In other words, we have an exponential number of subsets to try! Not only is that a HUGE number of feature subsets even for a relatively small number, but on top of that, we have to run cross-validation on each feature subset.
This is prohibitively expensive from a computational standpoint. Imagine how intractable this technique would be with our 10,000 feature set for building our spam classifier! So, what do we do?
Notice that our best-subset feature selection technique guarantees finding the optimal feature set, since we are literally trying every possible combination. This optimality comes at a price, namely waiting an impossibly long time for finding the best subset on even small problems.
But what if we don’t have to strictly achieve optimality? What if for our purposes, all we need is good enough? Forward-stepwise selection helps us do just that: get good enough (Yay, C’s get degrees).
How does it work? Forward step-wise selection basically functions as follows: Assume we have $k$ features in total to choose from. We will order these features as $f_1$, $f_2$, …, $f_k$, and let $S$ denote our best performing feature set so far. We execute the following procedure:
Initially start with $S$ being the empty set (so no features).
Repeat the following process: for each of the $k$ features we can choose from, let $S_k$ be the feature set with feature $f_k$ added to $S$. Run cross-validation using $S_k$. At the end assign $S$ to the best performing $S_k$ among all the $S_k$ created during the loop.
Run the loop in 2) until our set
Hence, at the beginning $S$ is empty. Let’s say we have three potential features $f_1$, $f_2$, and $f_3$. We will run cross-validation three times, adding a single feature to $S$ each time.

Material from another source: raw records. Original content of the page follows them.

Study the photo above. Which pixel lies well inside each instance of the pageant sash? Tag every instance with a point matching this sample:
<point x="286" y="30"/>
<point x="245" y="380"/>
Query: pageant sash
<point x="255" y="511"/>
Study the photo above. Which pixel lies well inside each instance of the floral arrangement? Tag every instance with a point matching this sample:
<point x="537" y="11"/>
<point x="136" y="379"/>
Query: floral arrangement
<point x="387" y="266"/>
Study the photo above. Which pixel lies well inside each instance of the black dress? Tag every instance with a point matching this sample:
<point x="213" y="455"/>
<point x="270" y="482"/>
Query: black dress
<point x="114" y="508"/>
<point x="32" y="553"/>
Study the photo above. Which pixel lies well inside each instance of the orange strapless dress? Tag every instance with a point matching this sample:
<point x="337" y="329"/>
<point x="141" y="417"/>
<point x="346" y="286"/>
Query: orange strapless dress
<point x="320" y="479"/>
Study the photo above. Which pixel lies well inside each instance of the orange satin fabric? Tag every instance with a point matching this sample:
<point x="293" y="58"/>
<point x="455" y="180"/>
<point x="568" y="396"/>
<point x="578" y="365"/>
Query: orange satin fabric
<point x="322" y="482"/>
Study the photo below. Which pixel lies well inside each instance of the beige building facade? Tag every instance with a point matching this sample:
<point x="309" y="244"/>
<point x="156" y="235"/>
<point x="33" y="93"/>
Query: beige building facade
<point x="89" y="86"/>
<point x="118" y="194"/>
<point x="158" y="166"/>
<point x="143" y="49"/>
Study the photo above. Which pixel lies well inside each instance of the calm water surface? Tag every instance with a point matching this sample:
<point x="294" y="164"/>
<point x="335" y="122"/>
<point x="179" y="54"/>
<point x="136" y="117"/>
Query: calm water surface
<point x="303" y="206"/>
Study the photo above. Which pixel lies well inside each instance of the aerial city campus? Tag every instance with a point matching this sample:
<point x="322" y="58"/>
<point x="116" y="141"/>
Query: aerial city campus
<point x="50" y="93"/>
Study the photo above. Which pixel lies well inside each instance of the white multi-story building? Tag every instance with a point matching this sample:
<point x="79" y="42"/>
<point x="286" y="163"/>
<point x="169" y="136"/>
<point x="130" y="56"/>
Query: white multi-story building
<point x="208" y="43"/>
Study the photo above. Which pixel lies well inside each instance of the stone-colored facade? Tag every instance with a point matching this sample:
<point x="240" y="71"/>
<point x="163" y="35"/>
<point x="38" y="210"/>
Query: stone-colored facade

Hence we will have one run with the feature set $\{f_1\}$, one with $\{f_2\}$, and one with $\{f_3\}$.
The feature set with the best generalization error will be used for $S$. We then repeat this process, greedily adding a single feature to our new $S$ each time, based on best generalization error.
And that’s it! Notice that for this particular algorithm we can only run cross-validation up to order $k^2$ times (can you see why?) This is clearly MUCH better than running cross-validation an exponential number of times, which is what we get with best-subset selection.
There is another related feature selection technique called backward-stepwise selection where $S$ is initialized to the set of all features, and then during each iteration of 2) above, we remove a feature instead of add a feature. The remainder of the algorithm is the same as forward-stepwise selecion.
Besides the aforementioned techniques, there are a number of more sophisticated feature selection approaches. These include simmulated annealing and genetic algorithms, just to name a few. For now, we will leave discussion of those techniques to another time! Regardless, feature selection is an important technique to add to the toolbox, as it enables us to be more careful in how we build out our models.